Cuando fue a despedirse de Odette, le pidió ella que se quedara un rato más, y hasta lo cogió del brazo para que no se fuera, cuando ya estaba abriendo la puerta. Pero él no se fijó, porque entre los muchos ademanes, frases e incidentes que constituyen la trama de una conversación, es inevitable que pasemos sin fijarnos junto a aquellos que ocultan esa verdad que nuestras sospechas andan buscando a ciegas, y que, por el contrario, nos detengamos en aquellos que nada celan. Le decía a cada momento: «¡Qué lástima que para un día que has venido por la tarde, cuando nunca vienes, no te haya podido ver!». Swann sabía muy bien que Odette no estaba bastante enamorada de él para que aquel sentimiento tan vivo, por no haber podido recibirlo, fuera sincero; pero como era buena y le gustada complacerlo, y muchas veces se entristecía cuando le causaba una contrariedad, le pareció muy natural que ahora se entristeciera también por haberlo privado de ese placer de pasar un rato juntos, muy grande para él, aunque no para Odette. Sin embargo, la cosa era tan fútil, que acabó por extrañarle aquel aire doloroso con que seguía hablando Odette.
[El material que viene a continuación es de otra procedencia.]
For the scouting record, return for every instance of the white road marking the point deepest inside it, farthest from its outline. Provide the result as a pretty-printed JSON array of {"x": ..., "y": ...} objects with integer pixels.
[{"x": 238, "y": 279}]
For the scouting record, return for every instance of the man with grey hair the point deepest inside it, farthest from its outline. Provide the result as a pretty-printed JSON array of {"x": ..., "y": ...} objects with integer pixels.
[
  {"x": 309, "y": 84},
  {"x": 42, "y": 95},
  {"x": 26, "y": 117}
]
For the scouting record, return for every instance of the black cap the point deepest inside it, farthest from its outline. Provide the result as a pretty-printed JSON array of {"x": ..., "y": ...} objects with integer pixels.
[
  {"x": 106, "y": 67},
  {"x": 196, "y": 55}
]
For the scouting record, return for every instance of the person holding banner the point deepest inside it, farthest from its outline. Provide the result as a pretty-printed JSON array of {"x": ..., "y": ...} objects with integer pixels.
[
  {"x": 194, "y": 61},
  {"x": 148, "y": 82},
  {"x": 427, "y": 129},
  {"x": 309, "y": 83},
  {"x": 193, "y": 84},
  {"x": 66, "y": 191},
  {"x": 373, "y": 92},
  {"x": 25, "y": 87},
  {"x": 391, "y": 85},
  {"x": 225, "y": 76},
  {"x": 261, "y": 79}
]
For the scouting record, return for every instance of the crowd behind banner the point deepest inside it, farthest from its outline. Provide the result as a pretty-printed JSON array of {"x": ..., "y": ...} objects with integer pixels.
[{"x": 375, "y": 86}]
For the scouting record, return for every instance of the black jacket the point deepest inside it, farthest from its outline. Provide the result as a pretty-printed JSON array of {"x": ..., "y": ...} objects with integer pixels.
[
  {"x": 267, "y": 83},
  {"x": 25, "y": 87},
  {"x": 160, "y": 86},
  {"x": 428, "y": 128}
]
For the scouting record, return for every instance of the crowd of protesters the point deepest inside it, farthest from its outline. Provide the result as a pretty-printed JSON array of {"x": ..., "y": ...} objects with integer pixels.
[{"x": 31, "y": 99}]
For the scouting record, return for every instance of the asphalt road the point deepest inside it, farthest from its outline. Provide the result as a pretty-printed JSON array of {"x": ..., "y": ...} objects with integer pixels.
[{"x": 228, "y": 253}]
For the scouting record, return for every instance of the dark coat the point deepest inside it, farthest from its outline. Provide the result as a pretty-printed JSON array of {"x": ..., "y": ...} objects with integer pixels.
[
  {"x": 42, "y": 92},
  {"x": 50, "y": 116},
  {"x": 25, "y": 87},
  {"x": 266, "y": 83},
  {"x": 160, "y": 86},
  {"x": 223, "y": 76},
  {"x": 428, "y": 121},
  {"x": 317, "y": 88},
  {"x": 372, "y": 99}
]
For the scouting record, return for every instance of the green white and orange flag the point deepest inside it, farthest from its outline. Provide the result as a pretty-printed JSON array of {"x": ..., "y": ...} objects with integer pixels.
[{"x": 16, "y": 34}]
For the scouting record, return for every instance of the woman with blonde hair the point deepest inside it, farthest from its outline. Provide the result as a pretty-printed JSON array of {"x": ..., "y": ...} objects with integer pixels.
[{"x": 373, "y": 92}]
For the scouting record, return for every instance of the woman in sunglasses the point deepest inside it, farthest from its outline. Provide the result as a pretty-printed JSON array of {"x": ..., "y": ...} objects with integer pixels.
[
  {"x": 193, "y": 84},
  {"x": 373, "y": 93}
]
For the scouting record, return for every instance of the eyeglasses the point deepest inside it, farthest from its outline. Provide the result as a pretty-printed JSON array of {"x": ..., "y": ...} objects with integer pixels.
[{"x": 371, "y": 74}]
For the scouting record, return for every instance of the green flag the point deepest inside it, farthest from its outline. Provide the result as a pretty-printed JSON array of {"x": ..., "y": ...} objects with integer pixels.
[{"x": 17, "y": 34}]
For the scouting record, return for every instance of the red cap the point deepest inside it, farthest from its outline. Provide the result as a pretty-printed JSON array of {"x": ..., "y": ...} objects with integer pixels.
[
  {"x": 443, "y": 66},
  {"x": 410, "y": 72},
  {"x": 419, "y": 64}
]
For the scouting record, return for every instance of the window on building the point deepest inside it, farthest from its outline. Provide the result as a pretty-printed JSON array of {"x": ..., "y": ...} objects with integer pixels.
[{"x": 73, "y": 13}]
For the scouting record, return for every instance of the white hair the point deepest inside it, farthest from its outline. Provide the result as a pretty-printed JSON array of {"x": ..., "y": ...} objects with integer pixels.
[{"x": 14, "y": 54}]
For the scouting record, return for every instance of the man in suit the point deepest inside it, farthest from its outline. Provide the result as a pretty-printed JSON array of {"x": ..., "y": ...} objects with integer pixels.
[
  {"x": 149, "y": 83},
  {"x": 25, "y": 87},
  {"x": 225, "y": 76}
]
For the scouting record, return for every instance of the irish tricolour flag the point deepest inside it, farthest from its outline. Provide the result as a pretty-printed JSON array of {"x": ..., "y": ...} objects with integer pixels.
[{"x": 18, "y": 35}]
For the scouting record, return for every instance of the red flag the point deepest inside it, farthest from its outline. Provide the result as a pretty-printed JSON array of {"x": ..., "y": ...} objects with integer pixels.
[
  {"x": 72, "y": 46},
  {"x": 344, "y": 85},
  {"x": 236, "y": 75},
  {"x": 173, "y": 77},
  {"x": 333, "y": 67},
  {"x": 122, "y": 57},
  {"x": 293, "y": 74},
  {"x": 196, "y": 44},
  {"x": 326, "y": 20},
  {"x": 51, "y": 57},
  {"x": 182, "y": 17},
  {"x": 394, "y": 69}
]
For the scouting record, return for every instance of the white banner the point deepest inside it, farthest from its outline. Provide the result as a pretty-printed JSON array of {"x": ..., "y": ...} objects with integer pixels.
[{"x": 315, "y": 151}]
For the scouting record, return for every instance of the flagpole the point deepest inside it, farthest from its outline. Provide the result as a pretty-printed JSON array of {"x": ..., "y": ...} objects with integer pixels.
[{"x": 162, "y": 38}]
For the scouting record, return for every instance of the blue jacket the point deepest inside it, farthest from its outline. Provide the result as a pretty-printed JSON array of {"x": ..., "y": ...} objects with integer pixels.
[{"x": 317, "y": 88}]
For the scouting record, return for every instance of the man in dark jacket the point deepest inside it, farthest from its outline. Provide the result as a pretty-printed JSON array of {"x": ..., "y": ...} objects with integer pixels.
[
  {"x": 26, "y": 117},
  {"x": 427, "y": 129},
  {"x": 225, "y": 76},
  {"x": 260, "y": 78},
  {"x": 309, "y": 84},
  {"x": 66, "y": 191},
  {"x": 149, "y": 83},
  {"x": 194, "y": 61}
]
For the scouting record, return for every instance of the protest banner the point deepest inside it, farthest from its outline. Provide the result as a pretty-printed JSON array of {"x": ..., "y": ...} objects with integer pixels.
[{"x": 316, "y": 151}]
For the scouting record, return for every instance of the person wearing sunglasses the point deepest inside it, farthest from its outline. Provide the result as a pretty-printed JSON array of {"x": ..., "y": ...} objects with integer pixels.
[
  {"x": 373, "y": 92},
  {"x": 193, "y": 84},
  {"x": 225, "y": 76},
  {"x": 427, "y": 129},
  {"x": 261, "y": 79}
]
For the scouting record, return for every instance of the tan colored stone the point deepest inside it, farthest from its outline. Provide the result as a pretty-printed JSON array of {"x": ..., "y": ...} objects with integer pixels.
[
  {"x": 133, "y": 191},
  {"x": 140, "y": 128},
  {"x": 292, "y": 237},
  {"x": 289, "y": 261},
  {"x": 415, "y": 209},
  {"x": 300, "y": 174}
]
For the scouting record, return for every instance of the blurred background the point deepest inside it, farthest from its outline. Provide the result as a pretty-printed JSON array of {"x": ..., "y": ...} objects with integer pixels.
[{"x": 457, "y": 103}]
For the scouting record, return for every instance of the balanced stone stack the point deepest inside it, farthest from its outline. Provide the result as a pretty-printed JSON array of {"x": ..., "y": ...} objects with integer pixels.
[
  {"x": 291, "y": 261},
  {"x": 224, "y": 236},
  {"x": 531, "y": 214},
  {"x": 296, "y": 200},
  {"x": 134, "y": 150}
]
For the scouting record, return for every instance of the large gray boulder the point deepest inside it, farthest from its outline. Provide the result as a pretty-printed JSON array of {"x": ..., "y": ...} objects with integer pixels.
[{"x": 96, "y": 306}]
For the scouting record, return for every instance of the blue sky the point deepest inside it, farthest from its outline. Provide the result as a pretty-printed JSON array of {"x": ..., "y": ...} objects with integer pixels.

Le recordaba ahora más que de costumbre a las mujeres del pintor de la
Primavera
. Tenía una cara de abatimiento y de pena, cual rendida al peso de un dolor imposible de sobrellevar, la misma cara que ponen esas figuras de Botticelli para una cosa tan sencilla como dejar al Niño Jesús jugar con una granada, o ver cómo echa Moisés agua a la pila. Ya conocía Swann aquella expresión de tristeza, pero no recordaba exactamente cuándo se la había visto a Odette; de pronto se acordó; fue aquella vez que Odette mintió al hablar con la señora de Verdurin, al día siguiente a la comida a que dejó de asistir Odette con el pretexto de que estaba mala, pero, en realidad, para poder estar con Swann. Claro que ni la mujer más escrupulosa hubiera podido sentir remordimientos por una mentira tan inocente. Pero las que echaba generalmente Odette eran ya menos inocentes, y servían para evitar que descubrieran ciertas cosas que habrían podido crearle dificultades con éste o con aquél. Así que, cuando mentía, sobrecogida de terror, sintiéndose poco armada para defenderse y sin confianza en el éxito, le daban unas de llorar por cansancio, como a los niños que no han dormido. Además, sabía que su mentira, por lo general, dañaba gravemente al hombre a quien se la decía, y que si mentía mal se ponía a merced suya. Por eso se sentía ante él humilde y culpable al mismo tiempo. Y cuando tenía que decir una mentirilla mundana, por asociación de ideas y de recuerdos, sentíase como mala de cansancio y como pesarosa por una acción fea.